What will a combined contribution of $35,000 to a single Ohio Senate incumbent in the 2006 general election get you?
Well, if you're White Hat's for-profit education management "industrialist" CEO David Brennan, how about the chance to continue to accept state money without delivering results.
Ohio Senate President Bill Harris, himself the recipient of $35,000 from Brennan (and his wife, Anne) wants to keep our state's charter school funding at the current levels.
He couldn't imagine closing those low-performing Ohio charter schools. From a Dispatch "Daily Briefing blog post:
“The most inhumane thing done in our state would be to cause charter schools to have to close their doors. What happens to those young people? We’re not going to do that.”
I don't know Bill, they could enroll in my district, perhaps my school and I could actually get them to pass the state tests (there's more to teaching than that, but now the politicians understand what I'm saying).
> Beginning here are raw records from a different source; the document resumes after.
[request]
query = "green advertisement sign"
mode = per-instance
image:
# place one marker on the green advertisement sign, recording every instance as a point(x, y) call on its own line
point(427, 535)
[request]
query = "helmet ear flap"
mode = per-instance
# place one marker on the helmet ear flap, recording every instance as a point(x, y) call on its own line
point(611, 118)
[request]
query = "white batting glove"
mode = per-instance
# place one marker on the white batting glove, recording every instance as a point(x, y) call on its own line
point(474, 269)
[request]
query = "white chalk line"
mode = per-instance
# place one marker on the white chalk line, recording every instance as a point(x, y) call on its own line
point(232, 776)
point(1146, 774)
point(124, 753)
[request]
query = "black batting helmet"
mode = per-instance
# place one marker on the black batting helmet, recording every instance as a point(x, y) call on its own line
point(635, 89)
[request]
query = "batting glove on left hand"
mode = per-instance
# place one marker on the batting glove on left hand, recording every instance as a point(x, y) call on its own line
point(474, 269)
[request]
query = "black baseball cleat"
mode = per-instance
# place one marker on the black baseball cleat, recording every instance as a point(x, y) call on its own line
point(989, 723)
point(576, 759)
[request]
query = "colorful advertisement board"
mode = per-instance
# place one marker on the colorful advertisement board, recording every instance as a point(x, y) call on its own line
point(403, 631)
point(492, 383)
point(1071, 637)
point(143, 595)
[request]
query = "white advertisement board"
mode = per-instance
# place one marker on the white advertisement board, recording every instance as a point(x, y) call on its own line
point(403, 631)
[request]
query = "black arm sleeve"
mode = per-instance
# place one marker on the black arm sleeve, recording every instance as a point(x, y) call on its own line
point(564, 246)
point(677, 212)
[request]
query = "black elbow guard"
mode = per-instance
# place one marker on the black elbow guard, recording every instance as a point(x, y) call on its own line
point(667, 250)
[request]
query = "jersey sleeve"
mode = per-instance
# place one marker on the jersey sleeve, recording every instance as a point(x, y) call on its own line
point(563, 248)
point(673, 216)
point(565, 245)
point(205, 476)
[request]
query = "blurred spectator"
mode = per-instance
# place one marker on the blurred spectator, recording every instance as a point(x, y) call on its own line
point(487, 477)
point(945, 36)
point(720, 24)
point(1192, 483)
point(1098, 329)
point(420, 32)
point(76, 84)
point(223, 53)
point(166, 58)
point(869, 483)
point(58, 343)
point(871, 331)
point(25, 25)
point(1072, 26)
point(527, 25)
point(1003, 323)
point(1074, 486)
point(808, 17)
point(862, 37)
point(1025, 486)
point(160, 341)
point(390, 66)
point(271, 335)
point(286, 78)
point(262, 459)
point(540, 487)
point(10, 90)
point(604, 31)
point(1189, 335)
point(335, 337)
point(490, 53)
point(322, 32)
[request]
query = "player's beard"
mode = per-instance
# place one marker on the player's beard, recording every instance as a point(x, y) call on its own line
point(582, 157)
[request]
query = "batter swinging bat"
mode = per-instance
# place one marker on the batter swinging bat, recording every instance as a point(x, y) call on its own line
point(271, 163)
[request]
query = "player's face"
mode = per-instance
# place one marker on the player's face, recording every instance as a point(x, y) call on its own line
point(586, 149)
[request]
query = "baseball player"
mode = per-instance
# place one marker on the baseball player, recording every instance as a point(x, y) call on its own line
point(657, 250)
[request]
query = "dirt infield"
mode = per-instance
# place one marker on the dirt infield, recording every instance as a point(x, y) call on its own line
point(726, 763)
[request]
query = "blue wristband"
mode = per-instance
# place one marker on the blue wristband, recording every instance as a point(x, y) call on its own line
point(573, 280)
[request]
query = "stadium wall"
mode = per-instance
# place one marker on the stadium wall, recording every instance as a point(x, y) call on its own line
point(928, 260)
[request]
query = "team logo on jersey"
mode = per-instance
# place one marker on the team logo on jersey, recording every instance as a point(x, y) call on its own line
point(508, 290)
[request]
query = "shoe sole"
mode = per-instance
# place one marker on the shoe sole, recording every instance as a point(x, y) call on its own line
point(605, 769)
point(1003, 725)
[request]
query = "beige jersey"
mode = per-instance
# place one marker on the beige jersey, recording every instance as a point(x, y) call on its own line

Not that I'm surprised to hear him say that.
Asked where the money comes from, Harris said, “I don’t know at this point. But we’re looking and we’ll find it.”
Bill, you could ask your friend and benefactor David Brennan if he knows.
Don't forget William Lager, CEO of central Ohio Altair Learning Management, the EMO that runs ECOT, the "Electronic Classroom of Tomorrow".
While he didn't give money to Harris, he did give out $160,750 for the 2006 general election. I don't know if that's his money or Altair's money (my guess is that it's Altair's) but then again, that's your money-- the money that should go to educate the students of ECOT.




What's offensive to me is the legislature's and state board of education's failure to establish performance standards for drop-out recovery charter schools. The state has an automatic closure provision for traditional charter schools--if they are bad enough, they have to close (and yes, those standards should be tougher than they are). But drop-out recovery schools are exempted until such time as the state sets performance standards for those schools. So the majority of Brennan's Ohio schools--Life Skills Centers--can continue operating with zero accountability.
I found it odd that the House Dems removed the ban on for-profit school operators in their version of the budget yet didn't address this loophole (doing so would pretty much drive David Brennan out of business in the Buckeye State, by the way).